We live far from our local village (ten minutes by car on a hair-raising single track road which serves as our local highway; or one hour on foot, down a mountain and up the other side.) But only twenty minutes drive from a small town (population 1924). Well, you can drive it in fifteen if you are late for the hairdressers, but you must expect to encounter a slow tractor or octogenarian local beetling about in a battered van, with very few overtaking places.
Along the way you will go to the recycling bins to get rid of the rubbish and place the recyclable objects in the four separate skips, and if you are very organized you will make a visit to the local tip (rubbish dump) which opens five mornings a week. It’s gossip central and I will write separately about one of my favourite rural locations. Sad or what?
In town the roads will be blocked off so you need to grab any space you can to park the car and grab your shopping trolley for the walk through the streets.
Vernoux has two bakers, a fantastic butcher, a supermarket, a large agricultural supply store, a builders’ merchants, two cafes you would happily eat in, a few restaurants that are passable, two hairdressers, two banks, insurance, petrol station, you get the picture. We even have two cash machines which is thrilling as one invariably runs out of cash.
But like a lot of rural people, we tend to only visit our big town once a week. And that coincides with market day. For our town it’s Thursday morning 8am until 1pm. And the day when our dear scruffy little town can look bustling.
Forget your images of Provençale markets with piles of bowls and tablecloths and chic clothes and glamorous hats. And tourists swanning about. This is a market which serves the local population from Easter to November, and with a few markets at Christmas and New Year.
You will find your local goats cheese and salamis, eggs, honey, fresh fruit and vegetables, seasonal chestnuts and freshly pressed apple juice. But it is also the place for sharpening your knives and chain saw, ordering a cooked chicken or weekly pizza, buying handmade soap or bee pollen, repairing shoes.
And the most important item of all to be found on market day. News. A chance to catch up with friends. Information to be imparted about an ailing neighbour, a drama with someone’s herd, a damaged road, a scandal about a distant village, a case of mushroom poisoning, or tales of wild boar running amok. Politics? Economics? The state of the nation? I find a lot of people here are more interested in local, except at election time when the bar is heaving with opinion. And even though we are chatting about so and so propping up the bar and disclaiming loudly on the results. What we are really doing is speculating on who actually voted for the nationalist Far Right.
This this once weekly catch up means you are never really alone. Isolated on your farm, but actually connected in a visceral way.

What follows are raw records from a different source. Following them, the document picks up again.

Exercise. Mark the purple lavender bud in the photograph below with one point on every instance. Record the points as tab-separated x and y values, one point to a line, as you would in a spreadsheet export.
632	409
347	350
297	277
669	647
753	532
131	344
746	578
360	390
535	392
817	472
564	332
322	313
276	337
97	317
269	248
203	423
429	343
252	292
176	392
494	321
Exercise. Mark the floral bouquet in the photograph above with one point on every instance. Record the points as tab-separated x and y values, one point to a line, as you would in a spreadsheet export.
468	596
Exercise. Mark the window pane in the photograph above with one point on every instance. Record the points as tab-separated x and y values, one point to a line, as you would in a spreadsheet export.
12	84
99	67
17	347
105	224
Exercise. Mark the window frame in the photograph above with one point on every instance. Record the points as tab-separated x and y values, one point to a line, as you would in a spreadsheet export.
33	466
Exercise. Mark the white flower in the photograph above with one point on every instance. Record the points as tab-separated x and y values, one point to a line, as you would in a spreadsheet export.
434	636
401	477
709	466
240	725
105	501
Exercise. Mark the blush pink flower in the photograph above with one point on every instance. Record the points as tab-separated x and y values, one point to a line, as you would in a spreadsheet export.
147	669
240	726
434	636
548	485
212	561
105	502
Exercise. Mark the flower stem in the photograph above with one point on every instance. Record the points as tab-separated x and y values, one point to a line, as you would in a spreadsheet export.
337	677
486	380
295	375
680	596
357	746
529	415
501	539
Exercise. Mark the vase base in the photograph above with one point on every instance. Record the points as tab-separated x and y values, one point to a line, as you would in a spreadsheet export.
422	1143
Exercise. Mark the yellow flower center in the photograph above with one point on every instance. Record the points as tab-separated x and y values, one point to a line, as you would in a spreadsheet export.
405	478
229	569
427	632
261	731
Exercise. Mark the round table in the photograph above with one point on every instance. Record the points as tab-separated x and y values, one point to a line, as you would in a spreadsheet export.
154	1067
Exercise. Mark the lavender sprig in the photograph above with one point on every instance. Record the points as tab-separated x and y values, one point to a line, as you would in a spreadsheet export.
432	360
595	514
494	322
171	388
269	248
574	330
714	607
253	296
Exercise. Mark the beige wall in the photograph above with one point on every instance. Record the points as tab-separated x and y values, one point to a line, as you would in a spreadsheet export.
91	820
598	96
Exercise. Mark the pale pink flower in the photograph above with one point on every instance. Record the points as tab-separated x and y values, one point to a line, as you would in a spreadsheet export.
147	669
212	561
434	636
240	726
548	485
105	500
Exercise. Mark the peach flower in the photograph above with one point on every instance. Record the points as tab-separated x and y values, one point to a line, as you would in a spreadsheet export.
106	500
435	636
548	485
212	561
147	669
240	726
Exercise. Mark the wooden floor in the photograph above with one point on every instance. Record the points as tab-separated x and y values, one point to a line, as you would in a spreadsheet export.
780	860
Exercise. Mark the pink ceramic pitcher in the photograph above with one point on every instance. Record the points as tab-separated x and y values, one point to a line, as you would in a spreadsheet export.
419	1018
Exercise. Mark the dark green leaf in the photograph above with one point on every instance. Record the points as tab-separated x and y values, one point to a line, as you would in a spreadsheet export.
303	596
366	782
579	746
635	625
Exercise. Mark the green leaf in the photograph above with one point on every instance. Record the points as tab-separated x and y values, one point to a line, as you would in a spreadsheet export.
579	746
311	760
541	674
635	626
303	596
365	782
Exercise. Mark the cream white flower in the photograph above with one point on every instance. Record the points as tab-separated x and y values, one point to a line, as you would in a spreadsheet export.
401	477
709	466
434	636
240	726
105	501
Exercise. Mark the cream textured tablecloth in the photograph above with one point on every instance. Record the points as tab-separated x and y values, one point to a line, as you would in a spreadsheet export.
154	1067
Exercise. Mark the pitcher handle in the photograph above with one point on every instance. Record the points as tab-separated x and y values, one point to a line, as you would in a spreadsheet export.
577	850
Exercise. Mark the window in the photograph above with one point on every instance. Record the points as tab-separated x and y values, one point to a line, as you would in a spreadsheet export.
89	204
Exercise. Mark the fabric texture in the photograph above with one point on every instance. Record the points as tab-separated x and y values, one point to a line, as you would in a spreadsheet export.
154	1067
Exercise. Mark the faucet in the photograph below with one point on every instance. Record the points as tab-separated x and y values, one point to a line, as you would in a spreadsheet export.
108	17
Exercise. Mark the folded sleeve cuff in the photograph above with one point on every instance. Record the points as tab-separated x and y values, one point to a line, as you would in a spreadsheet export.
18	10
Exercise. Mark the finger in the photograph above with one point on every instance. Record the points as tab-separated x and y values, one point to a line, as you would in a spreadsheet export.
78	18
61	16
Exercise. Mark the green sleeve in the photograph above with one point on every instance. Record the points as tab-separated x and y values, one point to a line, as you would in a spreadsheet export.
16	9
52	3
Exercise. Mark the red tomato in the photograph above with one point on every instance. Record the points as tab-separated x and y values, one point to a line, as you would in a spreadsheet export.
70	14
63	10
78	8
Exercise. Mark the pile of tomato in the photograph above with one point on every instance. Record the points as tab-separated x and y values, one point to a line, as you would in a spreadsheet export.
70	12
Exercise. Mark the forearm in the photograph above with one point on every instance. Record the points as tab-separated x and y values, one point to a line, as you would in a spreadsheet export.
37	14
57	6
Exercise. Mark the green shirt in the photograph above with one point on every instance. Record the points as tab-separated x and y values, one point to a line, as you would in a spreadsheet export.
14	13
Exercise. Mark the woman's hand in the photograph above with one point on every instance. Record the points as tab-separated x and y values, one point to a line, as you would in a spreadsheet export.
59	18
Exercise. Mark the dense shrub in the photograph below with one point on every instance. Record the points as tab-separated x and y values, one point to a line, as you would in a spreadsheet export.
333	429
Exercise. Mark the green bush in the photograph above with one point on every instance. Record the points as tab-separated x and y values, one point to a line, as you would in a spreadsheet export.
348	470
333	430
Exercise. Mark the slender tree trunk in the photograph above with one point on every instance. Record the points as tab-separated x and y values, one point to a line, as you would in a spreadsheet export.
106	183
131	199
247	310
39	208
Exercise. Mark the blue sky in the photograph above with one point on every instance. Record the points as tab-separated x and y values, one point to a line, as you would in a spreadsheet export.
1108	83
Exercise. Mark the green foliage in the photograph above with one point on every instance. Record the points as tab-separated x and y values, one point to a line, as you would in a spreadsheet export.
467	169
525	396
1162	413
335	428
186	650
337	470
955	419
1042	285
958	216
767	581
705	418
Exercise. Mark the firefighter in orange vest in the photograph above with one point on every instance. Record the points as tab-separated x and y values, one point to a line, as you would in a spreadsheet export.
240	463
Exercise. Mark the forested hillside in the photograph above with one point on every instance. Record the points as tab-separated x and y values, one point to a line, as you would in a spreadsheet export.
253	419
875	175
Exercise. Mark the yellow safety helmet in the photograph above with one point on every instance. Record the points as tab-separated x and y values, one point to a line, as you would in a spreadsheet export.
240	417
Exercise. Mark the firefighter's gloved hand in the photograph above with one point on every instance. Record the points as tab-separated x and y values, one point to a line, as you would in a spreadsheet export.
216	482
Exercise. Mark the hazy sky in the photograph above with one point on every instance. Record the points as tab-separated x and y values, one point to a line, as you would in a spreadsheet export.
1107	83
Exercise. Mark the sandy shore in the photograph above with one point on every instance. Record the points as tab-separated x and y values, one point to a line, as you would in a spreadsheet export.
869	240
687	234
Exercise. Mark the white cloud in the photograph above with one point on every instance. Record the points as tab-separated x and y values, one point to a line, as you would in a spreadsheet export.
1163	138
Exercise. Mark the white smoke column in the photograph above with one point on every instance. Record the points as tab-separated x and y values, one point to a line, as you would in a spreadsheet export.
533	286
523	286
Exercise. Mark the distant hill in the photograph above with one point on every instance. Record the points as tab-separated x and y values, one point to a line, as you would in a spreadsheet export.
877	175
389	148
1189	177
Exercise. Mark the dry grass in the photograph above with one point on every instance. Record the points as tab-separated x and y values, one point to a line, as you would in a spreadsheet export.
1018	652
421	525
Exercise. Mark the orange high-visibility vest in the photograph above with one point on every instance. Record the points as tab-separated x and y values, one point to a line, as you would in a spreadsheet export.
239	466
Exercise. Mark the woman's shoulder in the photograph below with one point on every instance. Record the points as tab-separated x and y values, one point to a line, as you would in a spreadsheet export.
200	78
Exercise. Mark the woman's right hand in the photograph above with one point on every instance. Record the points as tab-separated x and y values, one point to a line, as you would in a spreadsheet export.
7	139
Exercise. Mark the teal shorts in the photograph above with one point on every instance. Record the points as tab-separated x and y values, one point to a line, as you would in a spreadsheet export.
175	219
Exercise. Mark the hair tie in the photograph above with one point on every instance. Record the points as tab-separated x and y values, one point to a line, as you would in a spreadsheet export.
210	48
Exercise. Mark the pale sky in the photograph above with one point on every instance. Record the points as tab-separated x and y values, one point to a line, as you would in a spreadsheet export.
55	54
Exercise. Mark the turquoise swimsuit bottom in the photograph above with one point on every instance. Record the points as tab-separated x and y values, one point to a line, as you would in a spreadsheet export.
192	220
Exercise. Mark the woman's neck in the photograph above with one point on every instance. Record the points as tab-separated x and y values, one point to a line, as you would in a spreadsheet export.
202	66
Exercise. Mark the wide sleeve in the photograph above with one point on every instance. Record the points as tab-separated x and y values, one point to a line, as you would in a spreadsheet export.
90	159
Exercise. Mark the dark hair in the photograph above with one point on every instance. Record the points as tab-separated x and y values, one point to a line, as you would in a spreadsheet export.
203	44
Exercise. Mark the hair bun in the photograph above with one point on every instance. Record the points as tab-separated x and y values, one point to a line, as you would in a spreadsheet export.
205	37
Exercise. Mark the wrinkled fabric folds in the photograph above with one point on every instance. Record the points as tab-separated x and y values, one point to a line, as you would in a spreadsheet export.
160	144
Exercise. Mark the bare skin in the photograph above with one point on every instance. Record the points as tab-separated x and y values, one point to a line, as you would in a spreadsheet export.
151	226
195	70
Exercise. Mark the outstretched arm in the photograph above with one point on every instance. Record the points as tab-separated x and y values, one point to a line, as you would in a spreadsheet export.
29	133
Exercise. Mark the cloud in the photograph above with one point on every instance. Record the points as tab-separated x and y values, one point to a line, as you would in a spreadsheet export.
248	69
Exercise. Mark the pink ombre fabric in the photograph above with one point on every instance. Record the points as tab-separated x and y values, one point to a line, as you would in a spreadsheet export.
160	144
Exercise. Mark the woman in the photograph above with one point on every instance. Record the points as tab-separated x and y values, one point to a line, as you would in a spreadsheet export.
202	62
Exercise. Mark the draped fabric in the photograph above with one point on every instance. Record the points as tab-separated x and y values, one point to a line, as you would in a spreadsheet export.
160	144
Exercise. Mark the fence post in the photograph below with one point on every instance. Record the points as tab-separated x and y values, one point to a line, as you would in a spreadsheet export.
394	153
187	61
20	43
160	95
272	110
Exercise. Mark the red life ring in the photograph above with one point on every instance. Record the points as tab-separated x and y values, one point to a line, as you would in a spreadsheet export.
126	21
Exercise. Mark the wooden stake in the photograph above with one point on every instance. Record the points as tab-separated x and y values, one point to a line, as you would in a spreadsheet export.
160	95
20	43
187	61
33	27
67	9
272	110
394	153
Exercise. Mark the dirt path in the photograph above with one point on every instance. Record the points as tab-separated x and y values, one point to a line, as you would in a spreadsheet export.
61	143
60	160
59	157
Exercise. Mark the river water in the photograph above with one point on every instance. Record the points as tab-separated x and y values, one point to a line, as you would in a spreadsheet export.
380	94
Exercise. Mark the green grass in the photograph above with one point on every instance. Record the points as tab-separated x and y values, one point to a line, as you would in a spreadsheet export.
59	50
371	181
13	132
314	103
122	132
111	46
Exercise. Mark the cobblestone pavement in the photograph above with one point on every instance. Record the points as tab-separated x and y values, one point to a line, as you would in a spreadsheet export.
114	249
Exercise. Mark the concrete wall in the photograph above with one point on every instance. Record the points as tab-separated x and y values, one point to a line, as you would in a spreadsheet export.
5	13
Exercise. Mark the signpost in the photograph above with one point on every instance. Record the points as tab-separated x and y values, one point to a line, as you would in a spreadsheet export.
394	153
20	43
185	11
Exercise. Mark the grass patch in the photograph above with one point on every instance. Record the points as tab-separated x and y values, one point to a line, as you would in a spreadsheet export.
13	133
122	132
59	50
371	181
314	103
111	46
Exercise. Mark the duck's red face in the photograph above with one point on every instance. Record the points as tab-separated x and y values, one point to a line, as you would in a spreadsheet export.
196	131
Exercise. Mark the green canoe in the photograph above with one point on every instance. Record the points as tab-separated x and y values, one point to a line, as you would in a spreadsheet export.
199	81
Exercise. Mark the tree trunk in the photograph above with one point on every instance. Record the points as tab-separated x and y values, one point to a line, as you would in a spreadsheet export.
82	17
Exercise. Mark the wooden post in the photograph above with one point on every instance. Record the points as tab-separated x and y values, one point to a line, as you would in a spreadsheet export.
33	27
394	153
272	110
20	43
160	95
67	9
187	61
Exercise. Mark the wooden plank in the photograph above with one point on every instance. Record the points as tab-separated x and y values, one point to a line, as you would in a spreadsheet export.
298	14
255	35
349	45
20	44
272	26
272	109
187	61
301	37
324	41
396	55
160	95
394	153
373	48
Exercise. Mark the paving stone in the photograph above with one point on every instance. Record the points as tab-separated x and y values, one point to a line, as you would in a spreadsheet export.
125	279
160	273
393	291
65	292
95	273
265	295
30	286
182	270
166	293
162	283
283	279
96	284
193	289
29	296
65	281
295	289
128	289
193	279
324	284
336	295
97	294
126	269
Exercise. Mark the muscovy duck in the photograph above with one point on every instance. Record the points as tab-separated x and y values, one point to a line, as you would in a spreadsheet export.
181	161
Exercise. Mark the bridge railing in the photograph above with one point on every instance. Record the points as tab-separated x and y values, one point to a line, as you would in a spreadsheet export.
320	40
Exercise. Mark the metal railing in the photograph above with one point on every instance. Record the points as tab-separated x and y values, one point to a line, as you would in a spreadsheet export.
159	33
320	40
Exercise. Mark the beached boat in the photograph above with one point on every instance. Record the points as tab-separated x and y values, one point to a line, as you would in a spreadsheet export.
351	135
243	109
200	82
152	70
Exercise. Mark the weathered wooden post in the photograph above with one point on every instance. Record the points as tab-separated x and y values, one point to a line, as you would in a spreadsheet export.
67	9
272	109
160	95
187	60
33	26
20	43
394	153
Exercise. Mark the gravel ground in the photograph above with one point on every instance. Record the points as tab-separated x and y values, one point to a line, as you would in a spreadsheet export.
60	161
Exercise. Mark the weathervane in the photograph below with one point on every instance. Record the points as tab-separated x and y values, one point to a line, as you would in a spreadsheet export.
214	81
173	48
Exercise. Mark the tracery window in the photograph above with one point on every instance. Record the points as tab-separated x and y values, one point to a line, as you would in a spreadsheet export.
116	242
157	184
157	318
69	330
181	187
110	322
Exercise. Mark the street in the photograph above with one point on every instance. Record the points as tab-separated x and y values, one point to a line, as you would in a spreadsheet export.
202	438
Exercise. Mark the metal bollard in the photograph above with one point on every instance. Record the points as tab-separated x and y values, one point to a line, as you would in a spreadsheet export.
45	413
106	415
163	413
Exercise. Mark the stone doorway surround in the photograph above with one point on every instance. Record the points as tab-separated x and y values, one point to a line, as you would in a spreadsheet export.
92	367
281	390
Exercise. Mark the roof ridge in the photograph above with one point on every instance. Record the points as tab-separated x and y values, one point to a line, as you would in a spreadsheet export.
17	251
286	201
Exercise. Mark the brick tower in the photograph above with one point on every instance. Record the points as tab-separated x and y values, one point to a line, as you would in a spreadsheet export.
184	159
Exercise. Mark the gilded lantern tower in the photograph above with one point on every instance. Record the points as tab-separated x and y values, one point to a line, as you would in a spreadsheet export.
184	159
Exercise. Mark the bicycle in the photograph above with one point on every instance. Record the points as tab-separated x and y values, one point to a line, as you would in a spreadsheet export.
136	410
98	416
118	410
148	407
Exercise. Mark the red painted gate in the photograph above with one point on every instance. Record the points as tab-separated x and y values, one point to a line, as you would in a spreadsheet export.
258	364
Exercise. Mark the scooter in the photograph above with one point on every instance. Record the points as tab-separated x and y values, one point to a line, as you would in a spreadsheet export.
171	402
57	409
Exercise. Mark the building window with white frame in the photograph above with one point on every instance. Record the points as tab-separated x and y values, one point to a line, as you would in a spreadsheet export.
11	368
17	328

The same stall holders will be working our Thursday market, and going to other nearby towns three or four times a week. So they bring news from all round the region. And will probably be doing thisnjob for twenty to fifty years. They know their customers and you tend to become fiercely loyal to one cheese seller, or your favourite market gardener who does great tomatoes, but is slow to serve as he gossips and chats.
In between the stalls and the running into the garage owner’s wife, and asking after her sons, you stock up on loaves of bread (one for fresh, two to freeze) and then make your way to the big supermarket to buy the rest. Change your gas bottle, fill up on petrol. It’s all done in one huge morning session of action.
You leave the town with a car full of produce and supplies (and often a random apricot or tomato rattling about the back as you wind your way round the mountain roads) full of news and interest and delights.
Nothing beats one morning a week of sensory overload before you go back to your quiet mountain farm, grateful for the quiet life.